Indeed, our research project at GreenMedInfo.com has identified in biomedical literature directly from the National Library of Medicine over 200 adverse health effects linked to gluten-containing grains, with neurotoxicity top on the list of 21 distinct modes of toxicity associated with this grain’s effects.[i] These neurotoxic properties extend from neuropathy and ataxia, to distinct psychiatric conditions such as acute states of mania, and schizophrenia.
A recent study published in the Journal of Neurology, Neurosurgery and Psychiatry titled, “Hyperexcitable brain and refractory coeliac disease: a new syndrome,” has identified a “new syndrome” within the broader array of so-called “gluten related disorders (GRD)” which the authors are calling “Hyperexcitable brain and refractory celiac disease.”
According to the study, “Whilst coeliac disease (gluten sensitive enteropathy) remains one of the best characterised GRD, neurological dysfunction is one of the commonest extraintestinal manifestations with a range of presentations such as cerebellar ataxia, neuropathy, sensory ganglionopathy and encephalopathy (headaches and white matter abnormalities).”
They point out that neurological manifestations of gluten-induced toxicity can occur with or without evidence of intestinal damage (enteropathy). While wheat-induced intestinal damage is far more common than most suppose (read: Research Proves Wheat Can Cause Harm to Everyone’s Intestines), the problem with gluten stretches far beyond the intestinal wall to so-called “out-of-intestine” adverse health effects.

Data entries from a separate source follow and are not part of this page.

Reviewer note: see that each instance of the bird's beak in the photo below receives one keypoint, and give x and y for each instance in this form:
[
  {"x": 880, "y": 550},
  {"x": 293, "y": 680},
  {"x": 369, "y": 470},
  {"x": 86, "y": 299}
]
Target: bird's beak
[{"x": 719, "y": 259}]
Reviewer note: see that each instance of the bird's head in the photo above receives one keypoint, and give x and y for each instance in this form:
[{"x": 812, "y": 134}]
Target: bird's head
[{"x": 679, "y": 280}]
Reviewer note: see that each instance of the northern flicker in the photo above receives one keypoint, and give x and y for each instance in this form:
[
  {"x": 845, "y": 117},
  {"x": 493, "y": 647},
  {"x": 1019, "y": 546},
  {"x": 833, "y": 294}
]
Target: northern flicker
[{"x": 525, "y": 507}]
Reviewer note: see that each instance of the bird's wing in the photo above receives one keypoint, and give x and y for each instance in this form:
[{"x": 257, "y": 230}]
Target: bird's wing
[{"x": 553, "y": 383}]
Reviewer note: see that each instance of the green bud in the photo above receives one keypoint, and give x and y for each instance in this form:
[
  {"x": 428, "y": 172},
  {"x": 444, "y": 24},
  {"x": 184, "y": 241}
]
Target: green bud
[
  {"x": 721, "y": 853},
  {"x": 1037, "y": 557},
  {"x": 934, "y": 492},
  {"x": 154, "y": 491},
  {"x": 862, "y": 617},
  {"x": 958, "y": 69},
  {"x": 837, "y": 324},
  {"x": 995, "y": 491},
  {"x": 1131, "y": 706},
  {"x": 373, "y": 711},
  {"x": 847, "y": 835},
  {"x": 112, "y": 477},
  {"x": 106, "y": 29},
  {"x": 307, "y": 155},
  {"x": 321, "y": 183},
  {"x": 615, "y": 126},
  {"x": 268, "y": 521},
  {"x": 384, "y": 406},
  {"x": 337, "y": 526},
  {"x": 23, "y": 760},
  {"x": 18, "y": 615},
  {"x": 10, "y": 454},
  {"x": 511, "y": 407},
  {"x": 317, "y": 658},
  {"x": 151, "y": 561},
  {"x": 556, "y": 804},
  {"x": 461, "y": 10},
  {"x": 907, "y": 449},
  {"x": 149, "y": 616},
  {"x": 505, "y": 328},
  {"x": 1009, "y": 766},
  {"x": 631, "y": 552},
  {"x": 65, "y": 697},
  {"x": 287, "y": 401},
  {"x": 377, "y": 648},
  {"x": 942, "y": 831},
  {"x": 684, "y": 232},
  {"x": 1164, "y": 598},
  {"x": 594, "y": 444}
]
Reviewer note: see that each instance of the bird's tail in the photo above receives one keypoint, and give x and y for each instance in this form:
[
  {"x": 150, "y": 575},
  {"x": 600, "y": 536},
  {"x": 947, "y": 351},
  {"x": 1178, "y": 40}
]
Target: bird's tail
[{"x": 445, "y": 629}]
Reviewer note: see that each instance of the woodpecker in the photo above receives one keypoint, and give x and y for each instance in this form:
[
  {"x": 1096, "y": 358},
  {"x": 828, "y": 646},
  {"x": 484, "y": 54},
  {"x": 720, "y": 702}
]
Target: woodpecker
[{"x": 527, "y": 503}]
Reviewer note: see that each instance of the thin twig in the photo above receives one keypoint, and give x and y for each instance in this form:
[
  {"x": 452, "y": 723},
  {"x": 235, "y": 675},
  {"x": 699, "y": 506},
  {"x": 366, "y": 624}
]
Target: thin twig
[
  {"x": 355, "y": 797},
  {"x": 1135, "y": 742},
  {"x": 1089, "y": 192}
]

And given the fact that many of the peptide sequences within the vast array of proteins that we colloquially refer to as ‘gluten’ — as if it were a singular entity versus the 23,000 plus proteins it is actually comprised of — are pharmacologically psychoactive, it is no wonder that adverse neurological/cognitive consequences follow its ingestion.
The new study describes a case study involving 7 patients (5 male, 2 female) who were identified from a cohort of 540 patients with neurological manifestations of “Gluten related disorders (GRD).” These patients showed signs of “myoclonic tremor,” which is an involuntary muscle twitching, which initially occurred in their face, tongue, one arm or one leg, “but then spread to affect other parts of the body.”
So severe was the tremor that 5 of the patients suffered from epileptic seizures, progressing from “Jacksonian seizures,” a type of epilepsy that are initiated with abnormal electrical activity within the primary motor cortex, and may involve a wide range of behaviors from drooling, smacking of the lips, apparently purposeful movements such as turning of the head, etc. Furthermore, all the patients were described as having “limb ataxia and more prominent gait ataxia” – ataxia being a lack of voluntary coordination of muscle movements.
Electrophysiology ‘brain tests’ showed evidence of cortical myoclonus, which is defined as ‘as involuntary brief muscle jerks originating from an abnormal discharge of the cerebral cortex.’ Further clinical, imaging and/or pathological evaluation revealed some evidence of cerebellar involvement, but this was a secondary feature, distinguishing this new condition from gluten ataxia, where cerebellar ataxia is the most disabling feature.